“Não tem o que fazer”: fala de Casimiro sobre bets causa revolta

Casimiro Miguel, o rosto da CazéTV. Foto: reprodução

A presença massiva de casas de apostas nas transmissões da Copa do Mundo abriu uma nova frente de críticas nas redes sociais. O principal alvo é a CazéTV, fenômeno de audiência do torneio, acusada por internautas e influenciadores de misturar comentário esportivo com indução a apostas para atender patrocinadoras do setor.

A discussão ganhou força após a viralização de um vídeo antigo em que Casimiro Miguel, nome central do canal, reconhece a dependência financeira da emissora em relação às bets. Ao comentar a quantidade de anúncios de casas de apostas durante as transmissões, ele admitiu que esse tipo de patrocínio é hoje decisivo para o modelo de negócio.

“É fato, né? Não, não tem muito o que fazer, mas é o que mais paga hoje, né?”, afirmou. Em outro trecho, Casimiro disse que as bets ajudam a sustentar a operação. “É o que faz girar o negócio’.
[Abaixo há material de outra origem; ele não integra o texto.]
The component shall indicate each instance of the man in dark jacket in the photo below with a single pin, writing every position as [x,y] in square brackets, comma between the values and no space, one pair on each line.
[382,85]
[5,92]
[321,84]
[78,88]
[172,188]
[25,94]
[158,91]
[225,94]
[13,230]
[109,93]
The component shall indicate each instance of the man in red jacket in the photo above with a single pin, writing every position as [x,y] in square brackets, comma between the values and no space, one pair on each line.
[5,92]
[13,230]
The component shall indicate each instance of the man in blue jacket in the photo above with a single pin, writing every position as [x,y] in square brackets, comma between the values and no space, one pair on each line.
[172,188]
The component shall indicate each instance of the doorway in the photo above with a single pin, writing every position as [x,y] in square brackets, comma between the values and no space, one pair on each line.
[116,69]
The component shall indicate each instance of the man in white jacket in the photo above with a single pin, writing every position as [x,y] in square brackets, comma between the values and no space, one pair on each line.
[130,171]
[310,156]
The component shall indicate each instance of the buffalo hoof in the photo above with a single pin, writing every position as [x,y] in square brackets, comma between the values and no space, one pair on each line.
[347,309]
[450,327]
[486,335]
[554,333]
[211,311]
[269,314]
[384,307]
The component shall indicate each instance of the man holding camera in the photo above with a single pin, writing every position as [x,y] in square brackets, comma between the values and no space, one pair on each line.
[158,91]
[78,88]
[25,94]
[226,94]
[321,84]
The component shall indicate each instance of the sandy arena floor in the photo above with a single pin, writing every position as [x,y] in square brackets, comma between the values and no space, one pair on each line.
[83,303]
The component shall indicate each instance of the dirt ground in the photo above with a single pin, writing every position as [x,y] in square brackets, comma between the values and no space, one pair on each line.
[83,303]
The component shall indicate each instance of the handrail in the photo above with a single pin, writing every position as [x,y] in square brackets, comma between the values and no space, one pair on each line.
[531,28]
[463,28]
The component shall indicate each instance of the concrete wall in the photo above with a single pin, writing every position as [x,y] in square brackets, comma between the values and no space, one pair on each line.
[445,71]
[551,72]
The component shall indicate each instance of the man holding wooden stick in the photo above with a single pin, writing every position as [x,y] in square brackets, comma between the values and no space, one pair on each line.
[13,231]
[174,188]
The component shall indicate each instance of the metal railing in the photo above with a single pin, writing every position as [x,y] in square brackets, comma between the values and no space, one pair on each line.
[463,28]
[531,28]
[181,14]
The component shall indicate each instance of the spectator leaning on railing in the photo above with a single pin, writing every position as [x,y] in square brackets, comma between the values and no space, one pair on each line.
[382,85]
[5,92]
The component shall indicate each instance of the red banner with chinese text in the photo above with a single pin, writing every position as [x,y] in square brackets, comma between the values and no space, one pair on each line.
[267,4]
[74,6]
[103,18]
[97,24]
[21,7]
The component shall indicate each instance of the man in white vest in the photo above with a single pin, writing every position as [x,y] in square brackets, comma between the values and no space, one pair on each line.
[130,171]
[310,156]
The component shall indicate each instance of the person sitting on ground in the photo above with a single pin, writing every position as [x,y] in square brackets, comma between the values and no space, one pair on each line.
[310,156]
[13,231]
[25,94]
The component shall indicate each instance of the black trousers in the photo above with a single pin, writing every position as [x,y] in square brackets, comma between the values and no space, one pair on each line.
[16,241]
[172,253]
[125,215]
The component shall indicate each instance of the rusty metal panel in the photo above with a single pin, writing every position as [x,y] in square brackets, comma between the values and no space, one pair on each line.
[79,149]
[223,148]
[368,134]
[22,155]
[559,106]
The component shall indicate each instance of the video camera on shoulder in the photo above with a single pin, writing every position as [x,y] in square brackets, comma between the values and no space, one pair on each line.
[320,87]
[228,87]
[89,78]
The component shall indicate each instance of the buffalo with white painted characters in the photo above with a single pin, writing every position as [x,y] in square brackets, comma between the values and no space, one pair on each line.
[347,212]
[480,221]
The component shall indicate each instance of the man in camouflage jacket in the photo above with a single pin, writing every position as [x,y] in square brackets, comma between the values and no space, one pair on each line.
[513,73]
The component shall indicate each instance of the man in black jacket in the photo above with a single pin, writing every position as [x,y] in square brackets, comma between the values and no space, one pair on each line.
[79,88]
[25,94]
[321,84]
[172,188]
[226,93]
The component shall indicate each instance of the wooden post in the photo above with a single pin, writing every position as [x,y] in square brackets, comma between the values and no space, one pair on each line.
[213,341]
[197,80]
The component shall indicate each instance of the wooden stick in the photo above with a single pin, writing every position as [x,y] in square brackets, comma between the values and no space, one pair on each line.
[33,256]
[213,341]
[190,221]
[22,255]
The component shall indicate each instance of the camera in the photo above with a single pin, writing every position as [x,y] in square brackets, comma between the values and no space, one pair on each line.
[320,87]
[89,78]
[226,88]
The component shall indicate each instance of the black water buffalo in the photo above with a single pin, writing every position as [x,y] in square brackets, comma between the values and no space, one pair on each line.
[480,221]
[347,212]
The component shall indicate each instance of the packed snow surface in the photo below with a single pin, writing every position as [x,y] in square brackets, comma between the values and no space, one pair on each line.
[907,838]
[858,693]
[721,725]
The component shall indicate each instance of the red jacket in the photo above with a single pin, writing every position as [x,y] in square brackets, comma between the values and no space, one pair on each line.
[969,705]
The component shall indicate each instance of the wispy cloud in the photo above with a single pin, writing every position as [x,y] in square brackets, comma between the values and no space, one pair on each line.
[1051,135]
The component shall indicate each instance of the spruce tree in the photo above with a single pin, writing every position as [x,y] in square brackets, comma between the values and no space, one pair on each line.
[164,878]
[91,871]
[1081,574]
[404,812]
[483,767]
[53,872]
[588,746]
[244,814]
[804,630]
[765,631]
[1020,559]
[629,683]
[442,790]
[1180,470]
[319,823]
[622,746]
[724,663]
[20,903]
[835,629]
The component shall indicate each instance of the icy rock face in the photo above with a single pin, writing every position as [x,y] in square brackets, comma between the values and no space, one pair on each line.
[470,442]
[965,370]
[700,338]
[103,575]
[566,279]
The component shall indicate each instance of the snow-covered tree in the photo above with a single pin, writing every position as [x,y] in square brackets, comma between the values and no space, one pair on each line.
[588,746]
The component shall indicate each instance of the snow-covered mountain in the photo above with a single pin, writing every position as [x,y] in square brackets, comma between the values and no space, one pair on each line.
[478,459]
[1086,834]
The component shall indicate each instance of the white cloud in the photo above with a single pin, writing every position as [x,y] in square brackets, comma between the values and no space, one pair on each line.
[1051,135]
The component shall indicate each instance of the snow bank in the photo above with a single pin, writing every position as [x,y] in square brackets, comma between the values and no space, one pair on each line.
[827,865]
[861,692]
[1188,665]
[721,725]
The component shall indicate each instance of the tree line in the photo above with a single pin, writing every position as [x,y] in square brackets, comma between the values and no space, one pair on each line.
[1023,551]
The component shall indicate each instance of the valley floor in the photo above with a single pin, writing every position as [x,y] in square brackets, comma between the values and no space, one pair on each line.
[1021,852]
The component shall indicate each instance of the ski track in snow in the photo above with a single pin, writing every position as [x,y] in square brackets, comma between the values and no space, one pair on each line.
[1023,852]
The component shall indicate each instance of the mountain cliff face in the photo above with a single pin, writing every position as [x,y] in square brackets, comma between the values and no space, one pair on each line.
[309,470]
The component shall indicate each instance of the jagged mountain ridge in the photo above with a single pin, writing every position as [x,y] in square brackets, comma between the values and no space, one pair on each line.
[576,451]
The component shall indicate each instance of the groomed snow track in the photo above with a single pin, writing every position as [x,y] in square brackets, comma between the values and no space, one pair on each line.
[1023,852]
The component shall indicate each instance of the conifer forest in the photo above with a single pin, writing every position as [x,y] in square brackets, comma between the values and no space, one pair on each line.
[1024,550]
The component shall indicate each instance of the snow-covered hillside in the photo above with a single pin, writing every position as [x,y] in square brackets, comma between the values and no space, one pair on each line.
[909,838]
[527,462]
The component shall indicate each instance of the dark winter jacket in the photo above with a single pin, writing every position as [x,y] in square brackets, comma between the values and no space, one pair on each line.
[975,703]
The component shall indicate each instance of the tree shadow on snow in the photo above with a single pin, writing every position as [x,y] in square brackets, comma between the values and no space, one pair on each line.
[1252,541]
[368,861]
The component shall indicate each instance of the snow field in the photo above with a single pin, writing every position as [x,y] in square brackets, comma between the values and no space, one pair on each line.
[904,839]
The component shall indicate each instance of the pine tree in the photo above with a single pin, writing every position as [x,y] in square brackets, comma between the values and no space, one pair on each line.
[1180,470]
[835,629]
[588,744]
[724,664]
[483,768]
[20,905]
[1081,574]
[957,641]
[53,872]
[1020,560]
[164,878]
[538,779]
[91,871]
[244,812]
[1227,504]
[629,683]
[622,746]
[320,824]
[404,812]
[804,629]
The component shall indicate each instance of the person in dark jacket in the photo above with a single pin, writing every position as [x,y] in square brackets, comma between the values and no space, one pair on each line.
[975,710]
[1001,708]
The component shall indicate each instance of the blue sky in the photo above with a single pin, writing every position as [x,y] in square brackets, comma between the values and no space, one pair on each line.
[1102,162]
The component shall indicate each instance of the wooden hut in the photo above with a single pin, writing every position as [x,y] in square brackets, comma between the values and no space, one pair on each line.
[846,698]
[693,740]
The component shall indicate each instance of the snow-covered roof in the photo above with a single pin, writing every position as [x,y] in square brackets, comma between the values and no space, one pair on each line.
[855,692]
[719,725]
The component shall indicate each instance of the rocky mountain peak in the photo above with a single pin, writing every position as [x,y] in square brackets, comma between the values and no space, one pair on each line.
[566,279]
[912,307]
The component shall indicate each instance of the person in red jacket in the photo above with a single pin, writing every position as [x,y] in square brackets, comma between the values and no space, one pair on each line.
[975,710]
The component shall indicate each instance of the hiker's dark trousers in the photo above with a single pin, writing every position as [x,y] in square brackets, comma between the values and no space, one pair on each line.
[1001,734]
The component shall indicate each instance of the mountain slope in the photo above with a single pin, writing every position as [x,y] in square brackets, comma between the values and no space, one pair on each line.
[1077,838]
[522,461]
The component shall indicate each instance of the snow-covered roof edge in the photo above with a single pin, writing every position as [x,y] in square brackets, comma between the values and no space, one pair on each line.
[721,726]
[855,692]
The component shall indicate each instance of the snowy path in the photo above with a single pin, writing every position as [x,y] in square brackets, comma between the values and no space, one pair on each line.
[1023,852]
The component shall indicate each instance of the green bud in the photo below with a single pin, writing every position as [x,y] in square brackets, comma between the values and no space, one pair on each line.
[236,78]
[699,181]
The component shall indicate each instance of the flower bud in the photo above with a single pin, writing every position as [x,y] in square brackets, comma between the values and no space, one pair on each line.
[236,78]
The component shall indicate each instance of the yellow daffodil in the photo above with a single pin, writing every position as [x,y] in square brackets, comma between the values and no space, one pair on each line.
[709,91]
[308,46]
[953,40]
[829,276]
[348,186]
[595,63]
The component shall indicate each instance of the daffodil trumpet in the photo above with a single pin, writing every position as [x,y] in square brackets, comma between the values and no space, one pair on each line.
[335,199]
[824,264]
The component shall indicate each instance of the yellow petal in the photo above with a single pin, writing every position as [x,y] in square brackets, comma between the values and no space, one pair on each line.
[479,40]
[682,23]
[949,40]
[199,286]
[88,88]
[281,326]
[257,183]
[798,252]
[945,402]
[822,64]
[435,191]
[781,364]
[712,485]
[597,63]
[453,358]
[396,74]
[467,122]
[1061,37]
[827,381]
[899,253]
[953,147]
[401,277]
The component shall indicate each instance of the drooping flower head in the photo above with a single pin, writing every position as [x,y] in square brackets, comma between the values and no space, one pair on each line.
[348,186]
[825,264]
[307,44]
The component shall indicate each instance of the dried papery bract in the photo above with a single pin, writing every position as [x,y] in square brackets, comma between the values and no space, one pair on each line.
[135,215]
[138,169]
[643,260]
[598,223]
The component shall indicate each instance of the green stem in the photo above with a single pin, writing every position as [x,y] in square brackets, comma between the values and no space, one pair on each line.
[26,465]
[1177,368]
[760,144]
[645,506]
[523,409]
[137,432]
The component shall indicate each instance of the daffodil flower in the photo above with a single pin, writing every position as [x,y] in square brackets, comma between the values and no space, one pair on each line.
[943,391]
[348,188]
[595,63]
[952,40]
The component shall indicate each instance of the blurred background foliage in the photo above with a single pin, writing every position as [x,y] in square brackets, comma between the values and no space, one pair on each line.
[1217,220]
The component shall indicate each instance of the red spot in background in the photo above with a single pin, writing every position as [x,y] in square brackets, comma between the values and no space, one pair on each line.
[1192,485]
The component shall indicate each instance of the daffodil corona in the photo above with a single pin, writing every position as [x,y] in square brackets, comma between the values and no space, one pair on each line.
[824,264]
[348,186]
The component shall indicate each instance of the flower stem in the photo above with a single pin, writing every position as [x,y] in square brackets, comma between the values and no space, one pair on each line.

Ele também reconheceu não saber se seria possível manter o volume de competições transmitidas sem esse dinheiro: “Eu não sei, sinceramente, se daria pra gente ter as competições que tem”.

Nesta semana, o Ministério da Justiça abriu um processo para investigar eventual publicidade abusiva de bets na CazéTV durante transmissões da Copa do Mundo de 2026. A averiguação mira ações comerciais de casas de apostas exibidas durante partidas e a forma como narradores e comentaristas participaram da divulgação das promoções.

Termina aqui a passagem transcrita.